The structure in the chamber causes a change in the frequency of the cell states. In the chamber without the structure (control), the cell mainly takes the cone state in 74.1%, and trumpet and droplet states are observed for 22.4% and 3.5%, respectively (Figure 4B). However, in the chamber with the structure, the cell mainly takes a trumpet shape in 72.4% and a droplet shape in 10.7%. Cone-shaped cells were observed in only 16.9% (Figure 4B). In the chamber with the structure, trumpet- and droplet-shaped cells mostly adhere, and swimming cells often collide with the structure. Thus, a distribution of lower swimming speeds is often observed (Supplementary Figure S12A,C). The averaged each state have significant differences in Welch’s t-test (p = 0.0026 in droplet, p = 6.3 × 10−7 in cone, p = 2.0 × 10−6 in trumpet, Figure 4C). The geometry in the outer environment affects the modulation of their states.
The 2D color maps in Figures 4D,E represent the averaged probability densities of the cell’s position in each chamber. In the quasi-2D chamber without a structure, the probability density is uniformly distributed along the wall (Figure 4D). On the other hand, the cell frequently stays in the locations between the wall and the structure, which are termed the crescent areas (in the orange area in Figure 4A) (Figure 4E). Except for adhering, existence frequencies were 614.9 ± 136.6 s/mm2 (SE, n = 12, 12 cells) in crescent and 43.4 ± 11.1 s/mm2 (SE, n = 12, 12 cells) in other regions. Welch’s t-test was applied to the values, revealing a significant difference between them (p = 0.0015, Figure 4F). It shows the increase of the presence in the crescent areas.

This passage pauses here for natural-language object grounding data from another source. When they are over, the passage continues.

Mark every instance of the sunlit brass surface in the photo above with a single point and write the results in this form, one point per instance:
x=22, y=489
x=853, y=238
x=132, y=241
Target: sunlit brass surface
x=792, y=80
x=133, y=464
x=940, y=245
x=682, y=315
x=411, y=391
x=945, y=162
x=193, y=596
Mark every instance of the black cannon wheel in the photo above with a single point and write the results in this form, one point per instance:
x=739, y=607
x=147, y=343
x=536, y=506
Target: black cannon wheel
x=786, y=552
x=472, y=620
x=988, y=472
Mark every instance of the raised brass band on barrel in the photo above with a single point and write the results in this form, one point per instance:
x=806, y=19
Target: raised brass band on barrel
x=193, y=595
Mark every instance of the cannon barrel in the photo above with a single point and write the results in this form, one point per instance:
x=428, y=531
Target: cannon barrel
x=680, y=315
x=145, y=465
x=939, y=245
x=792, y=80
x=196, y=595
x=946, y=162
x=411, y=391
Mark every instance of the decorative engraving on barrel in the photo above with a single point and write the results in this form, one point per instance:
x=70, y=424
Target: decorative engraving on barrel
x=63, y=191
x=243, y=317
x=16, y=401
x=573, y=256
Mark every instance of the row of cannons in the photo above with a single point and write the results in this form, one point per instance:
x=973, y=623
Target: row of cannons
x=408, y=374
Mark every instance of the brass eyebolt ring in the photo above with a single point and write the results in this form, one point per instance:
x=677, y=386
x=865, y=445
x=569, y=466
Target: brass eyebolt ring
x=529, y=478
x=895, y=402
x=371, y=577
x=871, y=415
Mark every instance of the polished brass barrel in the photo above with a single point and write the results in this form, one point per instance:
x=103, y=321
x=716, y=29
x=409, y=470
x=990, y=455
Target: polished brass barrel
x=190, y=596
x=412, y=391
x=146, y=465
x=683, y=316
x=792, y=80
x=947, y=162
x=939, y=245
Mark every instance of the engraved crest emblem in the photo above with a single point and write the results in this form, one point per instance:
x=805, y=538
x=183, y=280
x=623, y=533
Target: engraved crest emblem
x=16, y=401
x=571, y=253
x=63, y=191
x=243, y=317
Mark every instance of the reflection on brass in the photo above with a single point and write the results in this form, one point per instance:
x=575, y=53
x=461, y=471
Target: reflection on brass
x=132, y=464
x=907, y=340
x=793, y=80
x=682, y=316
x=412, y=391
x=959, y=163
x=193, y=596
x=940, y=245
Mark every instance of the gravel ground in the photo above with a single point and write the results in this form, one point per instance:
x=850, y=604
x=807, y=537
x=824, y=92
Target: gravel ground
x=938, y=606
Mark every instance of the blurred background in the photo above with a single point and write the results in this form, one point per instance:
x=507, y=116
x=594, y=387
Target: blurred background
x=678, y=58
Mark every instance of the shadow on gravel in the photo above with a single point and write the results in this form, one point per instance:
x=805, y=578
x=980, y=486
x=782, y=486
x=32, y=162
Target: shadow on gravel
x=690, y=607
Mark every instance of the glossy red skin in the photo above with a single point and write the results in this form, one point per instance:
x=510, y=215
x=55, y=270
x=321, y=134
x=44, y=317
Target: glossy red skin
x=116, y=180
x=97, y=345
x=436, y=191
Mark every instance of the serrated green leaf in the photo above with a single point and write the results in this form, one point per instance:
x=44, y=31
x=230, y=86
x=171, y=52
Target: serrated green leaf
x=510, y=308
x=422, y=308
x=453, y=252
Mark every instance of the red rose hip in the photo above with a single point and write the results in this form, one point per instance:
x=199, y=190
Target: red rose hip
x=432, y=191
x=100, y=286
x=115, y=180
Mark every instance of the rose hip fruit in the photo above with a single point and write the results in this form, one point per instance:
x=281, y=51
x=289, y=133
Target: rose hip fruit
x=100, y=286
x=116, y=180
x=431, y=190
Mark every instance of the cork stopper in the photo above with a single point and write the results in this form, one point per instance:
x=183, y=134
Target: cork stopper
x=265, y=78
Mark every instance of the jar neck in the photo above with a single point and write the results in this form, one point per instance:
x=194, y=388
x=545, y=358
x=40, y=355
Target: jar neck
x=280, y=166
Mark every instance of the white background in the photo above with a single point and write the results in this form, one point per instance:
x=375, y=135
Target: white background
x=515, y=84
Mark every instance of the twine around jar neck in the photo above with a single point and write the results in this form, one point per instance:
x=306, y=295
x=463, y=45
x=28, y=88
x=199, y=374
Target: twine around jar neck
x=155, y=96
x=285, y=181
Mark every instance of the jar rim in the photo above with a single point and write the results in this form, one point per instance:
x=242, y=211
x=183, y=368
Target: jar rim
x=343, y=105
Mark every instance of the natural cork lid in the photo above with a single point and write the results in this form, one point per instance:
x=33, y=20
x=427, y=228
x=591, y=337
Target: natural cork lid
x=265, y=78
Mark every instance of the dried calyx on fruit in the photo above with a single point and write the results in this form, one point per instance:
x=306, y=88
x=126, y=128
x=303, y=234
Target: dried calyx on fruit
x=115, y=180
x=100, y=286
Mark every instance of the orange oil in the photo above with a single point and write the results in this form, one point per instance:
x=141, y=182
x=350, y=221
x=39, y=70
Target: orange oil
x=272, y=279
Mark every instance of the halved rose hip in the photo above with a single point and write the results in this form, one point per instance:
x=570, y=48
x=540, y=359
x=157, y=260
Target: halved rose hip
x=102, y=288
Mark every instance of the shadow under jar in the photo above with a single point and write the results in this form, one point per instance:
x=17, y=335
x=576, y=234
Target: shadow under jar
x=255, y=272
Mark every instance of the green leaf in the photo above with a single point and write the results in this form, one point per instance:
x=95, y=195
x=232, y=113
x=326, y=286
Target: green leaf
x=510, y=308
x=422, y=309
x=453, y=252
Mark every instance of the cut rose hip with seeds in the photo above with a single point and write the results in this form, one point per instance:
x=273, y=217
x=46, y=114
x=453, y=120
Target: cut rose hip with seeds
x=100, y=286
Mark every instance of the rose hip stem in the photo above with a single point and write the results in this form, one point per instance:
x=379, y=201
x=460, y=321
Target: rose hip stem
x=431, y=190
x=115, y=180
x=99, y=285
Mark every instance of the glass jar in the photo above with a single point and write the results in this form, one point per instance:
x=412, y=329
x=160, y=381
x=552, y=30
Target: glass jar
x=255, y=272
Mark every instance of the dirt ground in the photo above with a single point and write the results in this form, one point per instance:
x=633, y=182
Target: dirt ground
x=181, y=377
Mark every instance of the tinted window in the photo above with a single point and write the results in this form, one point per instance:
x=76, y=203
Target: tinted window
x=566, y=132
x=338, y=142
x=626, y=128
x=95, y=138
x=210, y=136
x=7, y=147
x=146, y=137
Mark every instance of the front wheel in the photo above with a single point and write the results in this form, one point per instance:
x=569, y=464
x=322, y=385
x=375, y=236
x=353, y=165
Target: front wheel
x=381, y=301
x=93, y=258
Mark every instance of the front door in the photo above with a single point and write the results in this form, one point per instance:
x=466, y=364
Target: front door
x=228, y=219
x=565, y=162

Our experiment suggests that the cell tends to stay in and adhere to the crescent areas. Figure 4G displays the positions and duration times of adhesion in 12 cells. All 12 cells adhere to substrate in the chamber with the structure. Though two cells did not adhere to the crescent areas, the others (10 cells) exhibited switching behavior from swimming to adhesion (from cone to trumpet) in crescent areas. In the 10 cells, 9 cells maintained their feeding (trumpet state) with the oral structure directed to the opposite side of the dead end (Figures 4G,H,L). Although the adhering frequency in crescent areas (28.0 events/mm2) increases compared to the one in other regions (0.9 events/mm2), the difference between adhering times per cell prior to the detachment were not significant in Welch’s t-test [603.0 ± 209.2 s (SE, n = 18, 10 cells) in crescent areas and 411.2 ± 187.1 s (SE, n = 13, seven cells) in other regions; p = 0.50; Figure 4I].
Figures 4J–L shows typical sequential images of the adhesion processes in the crescent area (Supplementary Video S2). First, the cell encounters the crescent area and goes back and forth (Figure 4J). Then, the posterior shortly elongates and contacts the wall. The cell sometimes swims backward. Then, the posterior region adheres to the substrate and elongates over 1–2 min (Figure 4K). In this process, we can sometimes observe the bending behavior (sequential images from 96 to 120 s in Figure 4K). Although contraction and elongation between the trumpet and droplet occur, the cell typically remains adherent at the same location for more than 35 min (Figure 4M, Supplementary Figure S9).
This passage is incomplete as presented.